13th President of the Standard Oil Company (New Jersey)
- In office April 1, 1963 – February 28, 1965
- Preceded by: Monroe J. Rathbone II
- Succeeded by: J. Kenneth Jamieson

10th Chairman of the Standard Oil Company (New Jersey)
- In office March 1, 1965 – September 30, 1969
- Preceded by: Monroe J. Rathbone II
- Succeeded by: J. Kenneth Jamieson

Personal details
- Born: October 1, 1904 Mandan, North Dakota
- Died: August 14, 1986 (aged 81) Atherton, California
- Spouse: Alice Cecil Strauss ​(m. 1928)​
- Education: Stanford University (BS, 1927)
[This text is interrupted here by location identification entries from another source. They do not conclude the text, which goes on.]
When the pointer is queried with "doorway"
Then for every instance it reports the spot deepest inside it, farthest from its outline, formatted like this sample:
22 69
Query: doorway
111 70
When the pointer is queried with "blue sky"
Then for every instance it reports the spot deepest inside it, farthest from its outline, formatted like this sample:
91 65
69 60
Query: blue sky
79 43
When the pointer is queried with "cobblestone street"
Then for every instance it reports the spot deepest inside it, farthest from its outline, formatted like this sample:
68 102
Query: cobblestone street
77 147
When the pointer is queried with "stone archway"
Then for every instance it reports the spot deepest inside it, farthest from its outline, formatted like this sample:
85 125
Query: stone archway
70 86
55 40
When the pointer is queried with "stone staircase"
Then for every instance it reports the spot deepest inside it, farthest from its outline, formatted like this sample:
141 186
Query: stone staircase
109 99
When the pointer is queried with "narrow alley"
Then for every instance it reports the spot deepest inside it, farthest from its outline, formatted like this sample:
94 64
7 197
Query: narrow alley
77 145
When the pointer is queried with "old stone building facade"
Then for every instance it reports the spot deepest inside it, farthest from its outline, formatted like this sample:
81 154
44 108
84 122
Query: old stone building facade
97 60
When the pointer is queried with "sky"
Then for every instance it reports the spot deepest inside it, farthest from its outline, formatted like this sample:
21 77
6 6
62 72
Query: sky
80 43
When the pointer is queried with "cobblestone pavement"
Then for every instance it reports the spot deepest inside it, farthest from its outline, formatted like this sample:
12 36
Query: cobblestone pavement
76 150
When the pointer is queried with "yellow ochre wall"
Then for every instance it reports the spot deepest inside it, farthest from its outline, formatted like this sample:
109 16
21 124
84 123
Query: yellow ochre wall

= Michael Lawrence Haider =

American oilman (1904–1986)

Michael Lawrence Haider (October 1, 1904 – August 14, 1986) was an American petroleum engineer, business executive, and a founder of the National Academy of Engineering. He was chairman of what later became Exxon Corporation from 1965 to 1969.

==Life and career==
Haider was born on a wheat farm in Mandan, North Dakota, moved to California as a teenager, and in 1927 received his B.A. in chemistry from Stanford University. In 1929 he started his career in Tulsa, Oklahoma, as a chemical engineer with Carter Oil (an affiliate of Standard Oil of New Jersey, later Exxon). One early assignment was to check the quality of helium for dirigibles. He became chief petroleum engineer and then managed all engineering for Carter. In 1938 he moved to New York as manager of Exxon's production engineering and research, and in 1945 became executive assistant in the Producing Department.
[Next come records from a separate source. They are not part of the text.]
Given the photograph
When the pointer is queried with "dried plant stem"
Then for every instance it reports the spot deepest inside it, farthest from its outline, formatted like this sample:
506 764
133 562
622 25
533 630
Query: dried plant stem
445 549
In 1946 Haider moved to Toronto, where in 1947 as manager of the Producing and Exploration Department of Imperial Oil, Limited, a Canadian affiliate, he obtained the Leduc oil field that made western Canada a net oil exporter. He was subsequently elected a director of Imperial (1948) and vice president (1950). In 1952 Haider returned to New York where he served for two years as deputy coordinator of worldwide production. He then became president and a director of International Petroleum Company, Limited, responsible for parts of South America.

In 1959 he was elected a Standard Oil of New Jersey director, then vice president and director for Latin America (1960), and executive vice-president and member of the Executive Committee (1961). In 1963 he was elected president and vice chairman of the Executive Committee, and in 1965 he became chairman of the board and chief executive officer until his retirement in 1969.

Haider served as chairman of the American Petroleum Institute and president of the American Institute of Mining, Metallurgical, and Petroleum Engineers (1952). He was director of First National City Bank and the Economic Development Council of New York City, trustee of the Committee for Economic Development, and member of the Council on Foreign Relations, the National Petroleum Council, and The Business Council. He was a chairman of the Radio Free Europe and Metropolitan Opera board member. He was elected to Spain's Instituto de Cultura Hispánica (1962) and was awarded its Gran Cruz de la Order del Merito Civil in 1969, in which year he also received Italy's Cavaliere di Gran Croce. It was the year 1969 that Haider was also awarded the John Fritz Medal. In 1970 he was awarded the Charles Frederic Rand Memorial Gold Medal, bestowed by the American Institute of Mining, Metallurgical, and Petroleum Engineers.